Abstract

The rich history of Persian literature reception in the West includes such a major event as the translation of the Persian narrative into European languages. This has influenced the comprehension of a new epistemological paradigm in the humanities. The story under discussion is the first chapter of Amir Khusrav Dihlavi’s poem “Eight Paradises” (Hašt bihišt, 1299–1301), in which the Indian princess tells the Sassanian king Bahram Gur a tale of three princes from Sarandip (Sri Lanka, Ceylon). As the plot progresses, the princes restore the events of the past according to clues and signs and repeatedly demonstrate their firāsa or ability to guess based on the analysis of evidence. The stages of European reception of this story are well known. All this material is discussed in the methodologically famous work “Clues: Roots of an Evidential Paradigm” (1986) by Carlo Ginzburg, who connected the “evidential paradigm” with the Arabic firāsa, a “complex notion which, in general, designated the ability to pass, on the basis of clues, directly from the known to the unknown”; Ginzburg noted that the Sarandip princes were famous exactly for that ability.
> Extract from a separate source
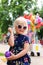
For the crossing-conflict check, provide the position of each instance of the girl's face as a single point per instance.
(20, 28)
In this article, the Persian prose sources of the Three princes tale are under discussion, as well as some other sagacity stories from Persian didactic books (adab). Among the detective characters Abū ʻAlī ibn Sīnā gained particular popularity; in some stories, the great philosopher and author of the fundamental canon “The Medicine” acts as a doctor who recognizes a disease by symptoms and at the same time as a detective who restores the course of events from evidence and refutes unfair accusations before a judge.